Argumentasi itu bisa dimengerti dan bisa diterima jika para pria hidung belang, yang kebanyakan para suami, mau mengenakan kondom. Namun, dalam praktiknya, ternyata banyak pelanggan PSK di Dolly dan Jarak yang menolak memakai sarung pengaman kelamin pria itu. Akibatnya, para PSK yang sudah positif HIV-AIDS gampang menularkan virus mematikan yang diidapnya kepada para pelanggannya. Di RS dr Sutomo tiap minggu bisa dijumpai puluhan pasien pengidap HIV-AIDS, entah seorang ayah atau istri baik-baik, bahkan seorang anak di bawah umur.

Menurut data WHO, kini terdapat 19,2 juta perempuan yang harus hidup dengan HIV/AIDS di dunia. Tiap hari terdapat sekitar 5.500 perempuan baru yang terinfeksi HIV, sebagian besar tertulari saat berhubungan seksual. Gawatnya, sekitar 3.000 perempuan tiap hari meninggal karena penyakit yang berhubungan dengan AIDS.

Tapi, dalam kasus ini, kesalahan tidak hanya ada pada PSK. Seksolog Andi Wijaya sudah membeberkan di kalangan remaja, bahkan pelajar sekolah, kasus hubungan seks berisiko (tanpa kondom dan rentan menularkan HIV/ AIDS) sudah menjadi fenomena yang lumrah.

Menyikapi itu, solusi yang paling rasional dan harus diambil adalah kembali kepada nilai-nilai keluarga. Keluarga harus dijadikan benteng sekaligus semacam sekolah yang tiada bosan mengajarkan kesetiaan, tanggung jawab, sekaligus mempraktikkan gaya hidup sehat. Misalnya, pendidikan seks yang baik, termasuk upaya menyadarkan bahaya HIV/AIDS paling ideal dilakukan di dalam rumah kita sendiri. Kepada para orang tua atau anak remaja harus ditanamkan kesadaran betapa berbahayanya melakukan hubungan seks berisiko, semisal dengan PSK atau orang yang tidak dikenal. Kesehatan segenap keluarga dipertaruhkan untuk kesenangan sesaat yang membawa siksa abadi. Jika para bapak, yang nota bene para pelanggan PSK di Dolly diajak kembali menyadari nilai-nilai keluarga, jelas ini akan lebih efektif untuk membentengi keluarga dari penularan virus HIV/AIDS.

Para bapak harus menyadari peran kepemimpinan dalam keluarga. Kepemimpinan harus ditampilkan dalam keluarga, di masyarakat, di negara-negara dan secara internasional agar kita dapat menang dari penyakit ini. Banyak contoh kepemimpinan AIDS yang baik yang tampil di dalam lembaga masyarakat sipil yang menantang status quo. Menjadikan kepemimpinan sebagai modus andalan melawan ancaman HIV/AIDS akan membantu merangsang kepemimpinan AIDS pada segala tingkat dan sektor dalam masyarakat.

Secara tradisional dan didukung pandangan agama, ayah adalah pemimpin dalam keluarga. Sebagai pemimpin yang bertanggung jawab diharapkan seorang ayah sungguh memikirkan kesehatan keluarga di dalam setiap sepak terjangnya.
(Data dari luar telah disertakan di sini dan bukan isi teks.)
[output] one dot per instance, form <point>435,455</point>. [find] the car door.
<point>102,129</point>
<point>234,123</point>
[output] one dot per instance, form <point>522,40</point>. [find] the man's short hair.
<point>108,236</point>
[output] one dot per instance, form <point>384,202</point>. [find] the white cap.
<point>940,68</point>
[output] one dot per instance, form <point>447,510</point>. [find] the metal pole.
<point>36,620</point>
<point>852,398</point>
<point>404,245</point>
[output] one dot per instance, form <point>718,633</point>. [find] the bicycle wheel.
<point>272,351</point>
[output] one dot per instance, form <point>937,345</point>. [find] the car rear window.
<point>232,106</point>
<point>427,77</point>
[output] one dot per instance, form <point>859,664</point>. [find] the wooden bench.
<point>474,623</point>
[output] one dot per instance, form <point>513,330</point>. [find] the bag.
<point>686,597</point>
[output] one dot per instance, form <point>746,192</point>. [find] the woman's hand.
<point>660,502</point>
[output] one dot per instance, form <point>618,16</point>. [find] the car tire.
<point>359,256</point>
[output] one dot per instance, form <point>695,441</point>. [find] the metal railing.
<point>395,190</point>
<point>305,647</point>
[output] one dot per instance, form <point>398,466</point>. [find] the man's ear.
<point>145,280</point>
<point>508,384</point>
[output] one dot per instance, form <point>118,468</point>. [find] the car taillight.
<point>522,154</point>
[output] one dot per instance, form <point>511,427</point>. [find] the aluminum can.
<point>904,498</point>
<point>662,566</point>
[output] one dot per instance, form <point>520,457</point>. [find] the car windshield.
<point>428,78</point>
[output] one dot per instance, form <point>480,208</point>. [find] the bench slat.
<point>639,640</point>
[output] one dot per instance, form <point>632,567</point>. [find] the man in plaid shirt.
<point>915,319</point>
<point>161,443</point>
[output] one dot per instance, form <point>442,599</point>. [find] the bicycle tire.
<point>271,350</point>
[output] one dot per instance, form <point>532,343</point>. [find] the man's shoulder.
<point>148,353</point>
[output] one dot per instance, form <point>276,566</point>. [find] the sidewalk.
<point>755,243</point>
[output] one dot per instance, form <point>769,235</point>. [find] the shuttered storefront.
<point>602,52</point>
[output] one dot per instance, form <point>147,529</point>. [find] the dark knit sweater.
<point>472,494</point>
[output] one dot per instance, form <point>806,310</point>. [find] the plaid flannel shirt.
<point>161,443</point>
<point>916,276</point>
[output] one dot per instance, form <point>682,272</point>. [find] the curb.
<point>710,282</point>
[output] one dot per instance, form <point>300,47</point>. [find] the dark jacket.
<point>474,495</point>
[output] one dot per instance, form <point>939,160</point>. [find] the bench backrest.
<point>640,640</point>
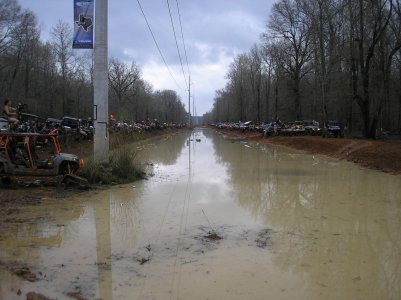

Perlu dicamkan, maraknya prostitusi antara lain dipicu oleh para ayah atau bapak yang tidak memiliki jiwa kepemimpinan serta membiarkan dirinya dikendalikan oleh nafsu dan keinginan yang tidak pada tempatnya. Karena itu, lokalisasi seperti Dolly, ada di mana pun, pasti akan dicari para pria hidung belang yang tidak memiliki jiwa kepemimpinan dalam keluarganya.

Ibu atau anak remajanya juga diharapkan punya jiwa kepemimpinan disertai cinta kasih sejati pada para suami sehingga tercipta sebuah keluarga yang sehat. Sebuah keluarga yang demikian adalah benteng utama melawan virus HIV/AIDS. Mari kita kembali kepada keluarga masing-masing.